Friday night’s FA Cup 3rd Round tie between Burnley and Liverpool was postponed due to heavy rain. For the hosts, this was a serious payday down the drain. The Independent’s Tim Rich explains.
The one thing Steve Cotterill dislikes about managing Burnley is training in ceaseless rain and last night he and his club were counting the cost of the Lancashire weather.
For the second time in a week a game at Turf Moor was abandoned because of heavy rain. But while the Championship match with Leicester, called off after a quarter of an hour, merely inconvenienced Burnley, the postponement of last night’s FA Cup tie with Liverpool could cost more than £200,000. It is money the club desperately requires.

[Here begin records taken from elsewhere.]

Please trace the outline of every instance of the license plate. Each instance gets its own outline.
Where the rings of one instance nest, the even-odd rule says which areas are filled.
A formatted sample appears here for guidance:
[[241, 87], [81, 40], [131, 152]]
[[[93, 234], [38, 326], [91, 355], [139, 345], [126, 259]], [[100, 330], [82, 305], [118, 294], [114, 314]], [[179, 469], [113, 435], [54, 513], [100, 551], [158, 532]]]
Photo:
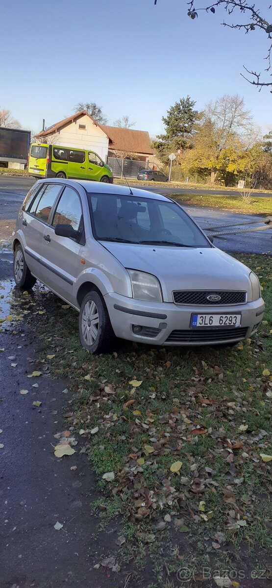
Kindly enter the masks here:
[[240, 327], [241, 315], [193, 315], [191, 326]]

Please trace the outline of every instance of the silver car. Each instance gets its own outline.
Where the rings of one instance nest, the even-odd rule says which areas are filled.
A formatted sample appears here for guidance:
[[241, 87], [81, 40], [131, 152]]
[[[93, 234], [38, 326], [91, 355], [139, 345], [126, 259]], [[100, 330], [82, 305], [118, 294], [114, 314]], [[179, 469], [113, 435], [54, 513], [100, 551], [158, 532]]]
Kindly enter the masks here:
[[14, 279], [39, 280], [79, 313], [82, 345], [232, 344], [257, 330], [258, 279], [214, 247], [176, 202], [144, 190], [37, 182], [13, 233]]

Some £150,000 of that is the fee Sky would have paid for transmission while the rest is lost corporate business. The only chance they have of recouping that money is to hope that when the match is replayed, probably on Tuesday 18 January, there is no FA Cup replay that is more attractive than Burnley v Liverpool. Since Arsenal, Chelsea and Manchester United all have very straightforward home games over the weekend and there are no all-Premiership ties, Burnley may well be lucky.
Their chief executive, Dave Edmundson, was bitterly critical of the decision of the referee, Mark Clattenburg, to call off the match half an hour before the scheduled kick-off. “We are extremely disappointed,” he said. “Matches have gone ahead when the pitch has not been 100 per cent fit and in my opinion the pitch was 95 per cent playable.

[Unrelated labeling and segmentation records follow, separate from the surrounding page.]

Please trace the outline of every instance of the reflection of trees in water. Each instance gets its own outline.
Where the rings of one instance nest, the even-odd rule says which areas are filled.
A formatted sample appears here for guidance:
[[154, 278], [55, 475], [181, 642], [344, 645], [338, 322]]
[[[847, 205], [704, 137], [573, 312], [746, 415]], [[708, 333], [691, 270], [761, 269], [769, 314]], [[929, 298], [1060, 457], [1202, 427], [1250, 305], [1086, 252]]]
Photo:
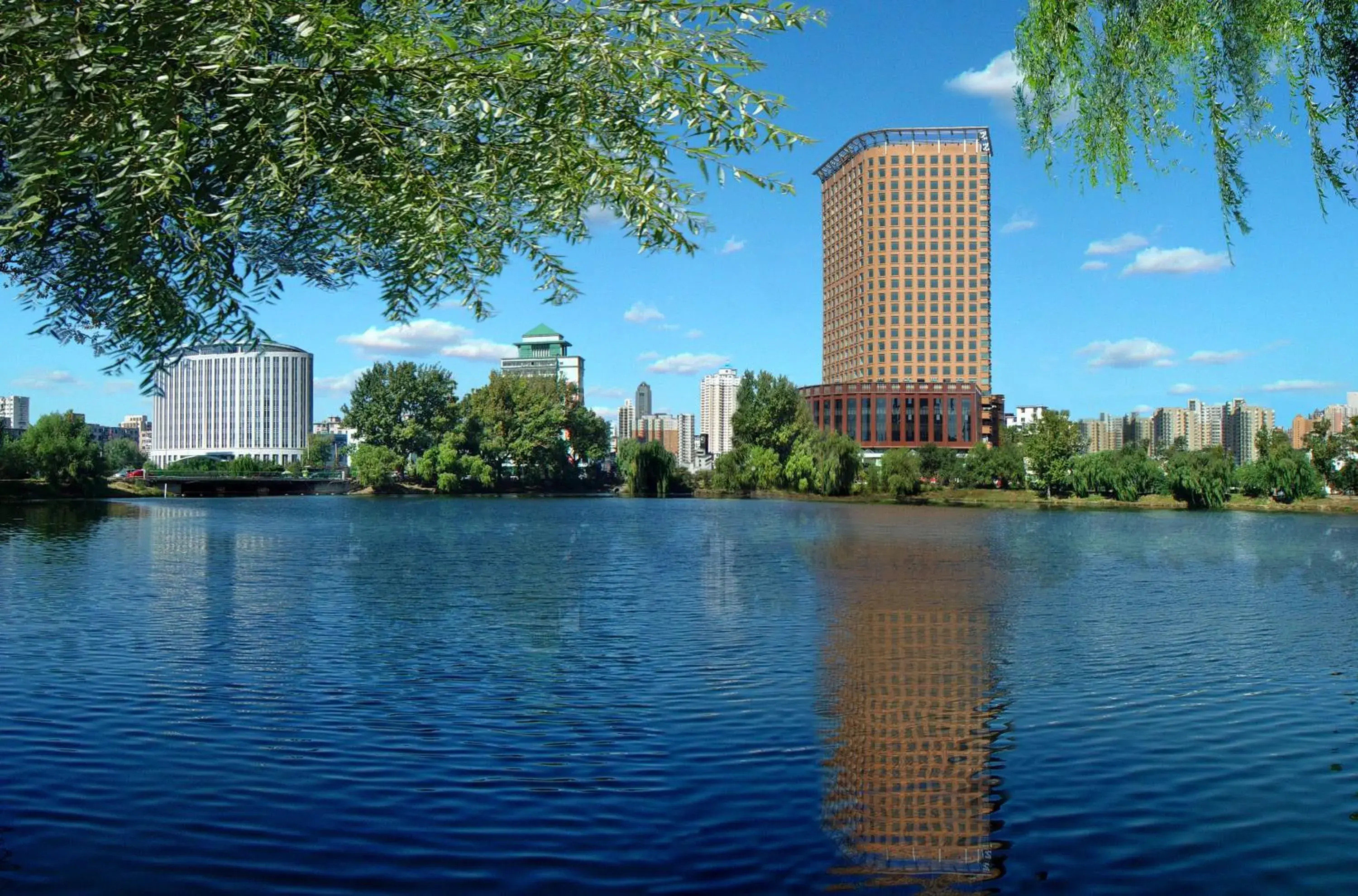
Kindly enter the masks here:
[[110, 517], [145, 513], [136, 504], [117, 501], [26, 501], [0, 504], [0, 542], [20, 535], [39, 542], [77, 542]]
[[998, 577], [976, 521], [858, 508], [809, 551], [827, 592], [826, 823], [845, 870], [876, 882], [994, 874]]
[[995, 513], [991, 546], [1013, 574], [1059, 585], [1081, 563], [1055, 557], [1103, 558], [1165, 570], [1248, 569], [1260, 585], [1298, 578], [1313, 589], [1358, 593], [1358, 519], [1306, 513], [1221, 510], [1188, 513], [1050, 510]]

“If we had more time, we may well have got it 100 per cent fit but we were up against it because we had to make a decision whether to open the turnstiles. The pitch may well have been difficult in some places but that is part and parcel of playing football. If the replay is not on television, it will cost us £150,000, which we literally cannot afford. We will be pleading with Sky to televise it.”
Clattenburg agreed that the pitch was 90 per cent playable but the problems at Turf Moor centred around a strip in front of the Bob Lord Stand that was pure mud rather than turf and which would have interfered with any wing play. It was so muddy that Cotterill joked that he dared not risk a pair of new shoes bought for the occasion.
QPR, with one point out of a possible 21 in their last 7 league matches (and having slipped to 13th in the Championship table), take on Nottingham Forest at Loftus Road. Striker Paul Furlong, sent off for violent conduct in the Boxing Day clash with Brighton, has had his red card rescinded following a review by an FA disciplinary panel. Furlong, having been booked 5 times this season, will miss tomorrow’s match but will be eligible for next Friday night’s game against Stoke City —- incredibly, available for viewing in the U.S. for those frequenting bars that have Setantna Pub Channel access.
(Sir Les, not returning to the Hoops)
With the R’s first team badly depleted by injuries, reinforcements will not be coming in the form of Matt Hill and Les Ferdinand. The former, transfer listed by Bristol City, has not come to terms with QPR on a new deal. The latter, recently released by Bolton, signed with Reading on Thursday.